“We’ve got between five and six hundred dollars in the Silver Bend bank,” I replies.
“We did have, Ike. We did have a measly amount like that. How far will a amount like that go, I asks you? As old age sneaks upon us, Ike, and our hands lose their cunning we need to be upholstered in worldly goods or go to the bone-yard.”
“Has somebody robbed that danged bank?” I gasps.
“I hope not, Ike. I wrote a check for five hundred and gave it to Jay-Bird, so I ain’t worrying.”

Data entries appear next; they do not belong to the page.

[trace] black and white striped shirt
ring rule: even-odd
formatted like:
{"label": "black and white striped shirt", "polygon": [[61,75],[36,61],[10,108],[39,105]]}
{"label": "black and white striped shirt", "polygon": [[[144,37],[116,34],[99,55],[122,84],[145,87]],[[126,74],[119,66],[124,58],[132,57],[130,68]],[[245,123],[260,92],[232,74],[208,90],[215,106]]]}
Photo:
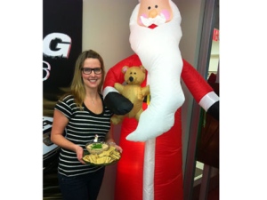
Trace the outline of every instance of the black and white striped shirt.
{"label": "black and white striped shirt", "polygon": [[[62,112],[69,119],[66,127],[66,138],[75,144],[81,146],[85,150],[85,144],[93,142],[95,134],[98,140],[103,141],[105,136],[110,129],[111,111],[104,105],[102,95],[101,95],[103,112],[94,114],[90,111],[85,104],[84,110],[80,110],[74,101],[72,95],[66,96],[59,101],[55,109]],[[77,176],[89,172],[93,172],[101,167],[81,164],[75,152],[61,148],[59,159],[59,172],[66,176]]]}

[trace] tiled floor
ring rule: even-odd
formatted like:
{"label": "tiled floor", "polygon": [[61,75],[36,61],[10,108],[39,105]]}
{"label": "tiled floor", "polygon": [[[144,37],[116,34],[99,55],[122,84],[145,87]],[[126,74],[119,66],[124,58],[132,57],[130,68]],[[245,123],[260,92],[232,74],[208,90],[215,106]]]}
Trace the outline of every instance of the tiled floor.
{"label": "tiled floor", "polygon": [[[201,164],[198,165],[201,166]],[[203,166],[203,165],[202,165]],[[201,168],[201,167],[200,167]],[[196,168],[197,169],[197,168]],[[202,170],[196,170],[196,177],[201,176]],[[58,180],[56,175],[56,168],[53,168],[49,172],[43,176],[43,200],[60,200],[62,199],[60,188],[58,187]],[[214,176],[210,180],[209,193],[206,200],[219,200],[219,176]],[[191,200],[199,200],[200,185],[194,188]]]}

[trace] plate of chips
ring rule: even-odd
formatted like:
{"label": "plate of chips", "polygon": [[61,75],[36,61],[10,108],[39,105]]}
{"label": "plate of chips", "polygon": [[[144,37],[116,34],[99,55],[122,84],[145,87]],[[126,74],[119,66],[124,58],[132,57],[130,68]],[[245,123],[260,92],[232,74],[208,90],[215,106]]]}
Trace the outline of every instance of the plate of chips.
{"label": "plate of chips", "polygon": [[84,151],[83,160],[92,165],[110,165],[116,164],[121,157],[121,154],[113,146],[109,146],[108,150],[101,154],[90,154],[88,151]]}

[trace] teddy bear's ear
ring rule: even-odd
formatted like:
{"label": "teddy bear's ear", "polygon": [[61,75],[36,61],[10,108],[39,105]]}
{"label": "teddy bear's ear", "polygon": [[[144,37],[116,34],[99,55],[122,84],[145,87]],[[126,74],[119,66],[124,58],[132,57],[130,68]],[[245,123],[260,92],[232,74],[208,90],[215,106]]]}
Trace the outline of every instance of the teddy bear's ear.
{"label": "teddy bear's ear", "polygon": [[128,68],[129,68],[128,66],[123,67],[122,69],[121,69],[121,72],[124,73],[124,74],[125,74],[126,71],[127,71],[127,69],[128,69]]}
{"label": "teddy bear's ear", "polygon": [[142,65],[140,66],[140,68],[143,73],[146,72],[146,68]]}

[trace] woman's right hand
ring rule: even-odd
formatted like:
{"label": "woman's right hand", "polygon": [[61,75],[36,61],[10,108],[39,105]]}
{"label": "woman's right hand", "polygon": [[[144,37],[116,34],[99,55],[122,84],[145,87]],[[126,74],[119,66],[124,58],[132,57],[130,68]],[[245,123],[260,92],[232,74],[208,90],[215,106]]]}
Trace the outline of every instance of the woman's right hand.
{"label": "woman's right hand", "polygon": [[82,164],[85,164],[85,161],[83,160],[84,148],[82,147],[77,145],[77,147],[75,148],[75,152],[76,152],[77,158],[78,159],[78,161],[81,162]]}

“The —— you did! What for, Magpie?”
“For the complete and entire ownership of Oswald’s Dog and Pony Show, which will be knowed in the future as Simpkins’ Stupendous Shows Combined.”
“Combined with what?” I whispers.
“I don’t know yet.”
I don’t say nothing more. I look at him—that’s all. I hope to die if I didn’t want to kill my pardner. I swallers hard and scratches the butt of my six-gun.
“I knowed you’d choke up with e-motion, Ike,” says he, reaching over to pat me on the back. “It’s a thing that only comes once in a man’s life, and I knowed it would make you happy. Opportunity knocked and I sure let her in. Come on, Ike, and we’ll make P. T. Barnum’s outfit look like a medicine show. Why, dog-gone it, Ike, we can run that outfit one season and clean up enough to let us loaf the rest of our lives.”